He is designing duel fuel hummer for the U.S. military (water and gasoline) and is negotiating with members of congress and automobile manufacturers.

I am unspeakably happy about this! Fossil fuels are the source of so much evil! Political tension, wars, pollution, carcinogenic fumes, incredible environmental destruction, and, dare I say it, Global warming.

Laura and I were just talking the other day about things that we would really and truly die for. I told her that I would die to find a new energy source, but it looks like I might have a new lease on life.

I hope to God that this is real, practical, and made available very very soon!

Here is the website

Posted by ian on December 14, 2006 12:38 AM


ian thats cool!

Posted by: beth sargent on December 14, 2006 11:12 AM


check that out and read some of the links... let's hope it works!

Posted by: Anonymous on December 14, 2006 11:46 AM

If even a fraction of the things they are claiming are true, this is some of the best news I have ever heard.

Posted by: Collin-Band Member on December 14, 2006 04:51 PM

I've been using water to power my cars for years, you suckers! Hahahaha!!!!

Posted by: jason on December 15, 2006 12:35 AM

thats excellent! lets hope our leaders eat it up.

Posted by: Anonymous on December 16, 2006 12:39 AM

oh, that last comment was me, beth taylor.

Posted by: btaylor on December 16, 2006 12:39 AM


Posted by: Aom on December 16, 2006 02:42 AM

I want to believe this.........but.....you have to remember that people will say or do anything to make money.

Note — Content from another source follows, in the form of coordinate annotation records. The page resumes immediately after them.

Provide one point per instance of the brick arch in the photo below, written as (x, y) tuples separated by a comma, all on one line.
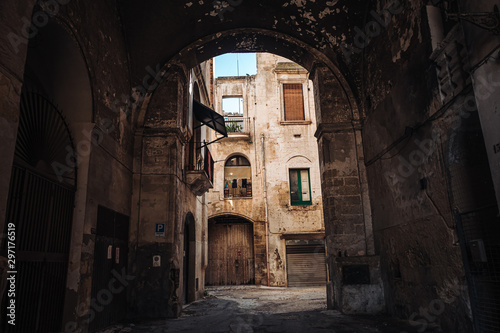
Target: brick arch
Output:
[(321, 67)]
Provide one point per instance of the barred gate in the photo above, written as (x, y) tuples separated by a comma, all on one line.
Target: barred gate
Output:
[(479, 232), (42, 212)]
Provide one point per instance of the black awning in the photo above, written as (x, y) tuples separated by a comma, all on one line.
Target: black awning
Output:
[(209, 117)]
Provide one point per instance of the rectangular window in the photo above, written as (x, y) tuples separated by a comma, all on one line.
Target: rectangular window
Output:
[(293, 102), (232, 106), (300, 187)]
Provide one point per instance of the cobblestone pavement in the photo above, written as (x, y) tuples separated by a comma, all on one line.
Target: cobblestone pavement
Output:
[(267, 310)]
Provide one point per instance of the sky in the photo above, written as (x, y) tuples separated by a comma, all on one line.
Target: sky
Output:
[(226, 64)]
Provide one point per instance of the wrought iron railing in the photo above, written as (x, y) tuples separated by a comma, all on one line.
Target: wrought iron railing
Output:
[(238, 125)]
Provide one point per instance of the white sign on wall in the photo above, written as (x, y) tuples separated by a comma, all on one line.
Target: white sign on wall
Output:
[(156, 261)]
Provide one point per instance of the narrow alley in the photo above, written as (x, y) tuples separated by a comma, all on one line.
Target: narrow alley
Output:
[(266, 309)]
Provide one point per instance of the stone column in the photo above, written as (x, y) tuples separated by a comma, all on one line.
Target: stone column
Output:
[(486, 82), (157, 199), (13, 50), (73, 304), (355, 284)]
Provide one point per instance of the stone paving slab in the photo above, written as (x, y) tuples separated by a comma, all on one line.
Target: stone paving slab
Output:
[(266, 310)]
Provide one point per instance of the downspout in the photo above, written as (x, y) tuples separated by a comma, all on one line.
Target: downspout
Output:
[(266, 220)]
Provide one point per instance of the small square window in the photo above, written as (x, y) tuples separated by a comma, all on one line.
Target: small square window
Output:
[(293, 102), (300, 187), (232, 107)]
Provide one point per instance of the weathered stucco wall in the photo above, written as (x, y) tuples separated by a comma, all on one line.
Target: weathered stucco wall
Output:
[(286, 146), (419, 164)]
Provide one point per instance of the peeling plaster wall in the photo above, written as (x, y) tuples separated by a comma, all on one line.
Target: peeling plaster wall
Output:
[(286, 146), (413, 156)]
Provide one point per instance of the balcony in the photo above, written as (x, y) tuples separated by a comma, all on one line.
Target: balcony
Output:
[(200, 178), (238, 126)]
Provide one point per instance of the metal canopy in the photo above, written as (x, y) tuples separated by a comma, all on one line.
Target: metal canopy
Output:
[(209, 117)]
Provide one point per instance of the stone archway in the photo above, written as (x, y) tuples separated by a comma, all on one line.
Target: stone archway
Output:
[(343, 175)]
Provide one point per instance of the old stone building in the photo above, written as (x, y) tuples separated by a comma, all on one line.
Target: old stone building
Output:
[(104, 176), (270, 143)]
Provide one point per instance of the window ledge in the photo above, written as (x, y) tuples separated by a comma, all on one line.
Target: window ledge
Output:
[(296, 122)]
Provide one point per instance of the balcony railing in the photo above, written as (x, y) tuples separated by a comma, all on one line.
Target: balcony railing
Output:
[(238, 125), (200, 178)]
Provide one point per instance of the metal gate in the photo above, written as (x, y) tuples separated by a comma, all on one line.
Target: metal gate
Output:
[(110, 259), (305, 264), (230, 254), (42, 211)]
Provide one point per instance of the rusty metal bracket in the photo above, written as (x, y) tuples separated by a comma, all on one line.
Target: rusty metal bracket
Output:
[(488, 21)]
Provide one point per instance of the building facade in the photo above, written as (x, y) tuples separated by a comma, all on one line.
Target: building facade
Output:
[(406, 97), (267, 176)]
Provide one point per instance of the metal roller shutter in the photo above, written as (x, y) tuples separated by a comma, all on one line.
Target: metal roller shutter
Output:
[(306, 265)]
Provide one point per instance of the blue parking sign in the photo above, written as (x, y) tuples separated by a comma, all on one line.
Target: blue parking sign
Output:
[(160, 230)]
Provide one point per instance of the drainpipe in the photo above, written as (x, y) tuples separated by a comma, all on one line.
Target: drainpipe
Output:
[(266, 221)]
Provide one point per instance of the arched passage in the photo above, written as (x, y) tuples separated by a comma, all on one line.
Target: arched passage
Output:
[(230, 251), (338, 130)]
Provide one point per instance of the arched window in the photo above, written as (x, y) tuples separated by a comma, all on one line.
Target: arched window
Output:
[(237, 177)]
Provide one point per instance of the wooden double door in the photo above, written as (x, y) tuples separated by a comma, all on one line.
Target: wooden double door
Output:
[(230, 254)]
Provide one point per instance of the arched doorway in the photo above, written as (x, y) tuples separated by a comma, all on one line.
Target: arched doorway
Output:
[(230, 251)]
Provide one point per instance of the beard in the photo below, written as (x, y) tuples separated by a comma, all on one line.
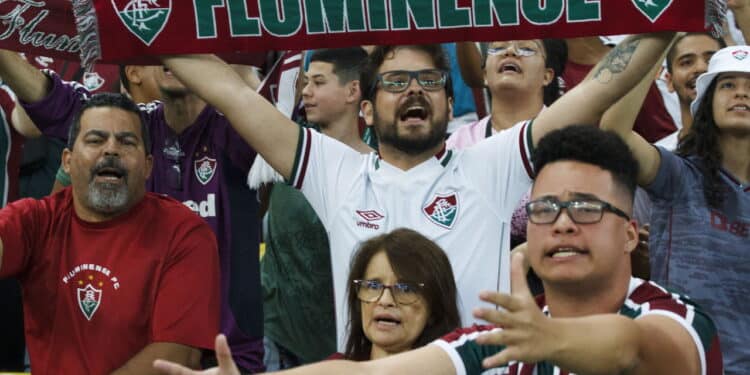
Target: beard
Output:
[(388, 132), (106, 197)]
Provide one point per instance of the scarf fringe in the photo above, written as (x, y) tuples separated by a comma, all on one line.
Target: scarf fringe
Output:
[(716, 14), (88, 29)]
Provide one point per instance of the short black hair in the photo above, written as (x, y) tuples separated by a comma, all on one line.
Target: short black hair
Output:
[(108, 99), (673, 50), (347, 62), (124, 81), (368, 80), (591, 145)]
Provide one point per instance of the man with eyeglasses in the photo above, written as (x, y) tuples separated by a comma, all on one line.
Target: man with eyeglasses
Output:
[(462, 200), (594, 317), (198, 160)]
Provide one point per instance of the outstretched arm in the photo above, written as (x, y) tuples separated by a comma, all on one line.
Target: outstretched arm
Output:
[(620, 119), (255, 119), (425, 360), (596, 344), (613, 77), (26, 81)]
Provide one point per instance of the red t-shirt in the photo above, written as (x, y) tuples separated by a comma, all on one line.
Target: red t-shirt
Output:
[(653, 122), (95, 294)]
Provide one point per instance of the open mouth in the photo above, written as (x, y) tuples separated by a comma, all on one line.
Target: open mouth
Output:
[(387, 320), (415, 112), (566, 252), (510, 67)]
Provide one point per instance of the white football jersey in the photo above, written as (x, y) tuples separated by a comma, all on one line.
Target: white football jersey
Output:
[(462, 200)]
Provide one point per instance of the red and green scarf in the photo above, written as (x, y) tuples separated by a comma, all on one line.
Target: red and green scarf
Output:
[(134, 31)]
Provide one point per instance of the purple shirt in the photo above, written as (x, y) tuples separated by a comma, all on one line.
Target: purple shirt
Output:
[(205, 167)]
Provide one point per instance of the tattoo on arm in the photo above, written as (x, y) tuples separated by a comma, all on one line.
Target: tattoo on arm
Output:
[(617, 60)]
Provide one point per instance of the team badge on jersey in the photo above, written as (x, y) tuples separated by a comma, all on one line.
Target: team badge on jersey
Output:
[(144, 18), (442, 210), (92, 80), (205, 168), (89, 299), (652, 9)]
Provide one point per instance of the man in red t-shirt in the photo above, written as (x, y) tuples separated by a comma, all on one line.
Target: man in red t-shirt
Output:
[(112, 277)]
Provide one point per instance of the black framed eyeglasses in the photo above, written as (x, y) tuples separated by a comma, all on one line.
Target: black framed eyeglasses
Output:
[(372, 290), (581, 211), (396, 81)]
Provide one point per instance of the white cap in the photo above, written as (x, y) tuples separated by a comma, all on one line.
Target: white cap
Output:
[(729, 59)]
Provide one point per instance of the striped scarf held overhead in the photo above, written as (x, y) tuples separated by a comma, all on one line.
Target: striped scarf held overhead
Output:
[(134, 31)]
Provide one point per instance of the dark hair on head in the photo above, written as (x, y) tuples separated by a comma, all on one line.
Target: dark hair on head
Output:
[(347, 62), (415, 259), (368, 77), (673, 51), (108, 99), (124, 78), (702, 140), (591, 145)]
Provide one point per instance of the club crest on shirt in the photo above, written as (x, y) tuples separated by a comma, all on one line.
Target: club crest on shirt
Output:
[(144, 18), (442, 210), (89, 299), (205, 168), (652, 9)]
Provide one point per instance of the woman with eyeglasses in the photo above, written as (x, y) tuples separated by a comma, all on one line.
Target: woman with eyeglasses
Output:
[(402, 295)]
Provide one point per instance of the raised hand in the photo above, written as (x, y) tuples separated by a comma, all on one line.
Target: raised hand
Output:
[(223, 356), (527, 334)]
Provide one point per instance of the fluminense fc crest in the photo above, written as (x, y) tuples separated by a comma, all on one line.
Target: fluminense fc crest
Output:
[(652, 9), (442, 210), (144, 18), (89, 299), (205, 168)]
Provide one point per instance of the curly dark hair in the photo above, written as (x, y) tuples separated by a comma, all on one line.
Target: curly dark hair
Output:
[(368, 76), (702, 140), (414, 258), (591, 145)]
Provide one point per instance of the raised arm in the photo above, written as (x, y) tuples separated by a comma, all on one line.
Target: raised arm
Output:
[(255, 119), (620, 119), (614, 76), (29, 84), (596, 344)]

How much electricity does it take to convert the water to HHO? You still need a fossil fuel to generate the electricity, it doesn't magicly happen. It says it improves gas economy by 25-50%, which is great but not nearly a "miracle" and will not solve the worlds energy problems. It would definitely help though. No one has been able to make a purely hydrogen engine that works efficiently, they always need a fossil fuel as the catalyst.

Will the average american be able to afford it? I know we shouldn't put a price on the enviroment but if it's unaffordable then it's going to make it much more difficult to change anything. Is it going to be worth the energy it will take to change the infrastructure behind car manufacturing and fuel systems?

I don't want to be the pessimist but these are just some of the many questions we should be asking. Hopefully they'll be able to devolope this into something that will change the world. I just think it's going to take time, maybe even another generation or two.

Posted by: David on December 17, 2006 01:21 PM

Like ethanol and biodiesel, if it reduces fossil fuel usage/dependency, it's a good thing. And if it reduces greenhouse gas emission, that's also good. It sounds like this technology can do both.

However, practicality for use in vehicle engines depends on efficiency. Is it a more efficient use of electricity to electrolyze water to make HHO gas that, in turn, gets burned in a vehicle's engine; or, is it more efficient to simply use that electricity to charge a battery within a fully electric vehicle? I believe that Saturn is currently planning to release a fully electric vehicle within the next few years.

I just hope that I'm around when fusion becomes a reliable energy source. The fusion reactor project (ITER) has sparked predictions that it could be within the next 50 years. But progress is slow, in large part due to politics. France won the bid in May of 2005, but the organization has just last month received the "go-ahead" to begin work on the project.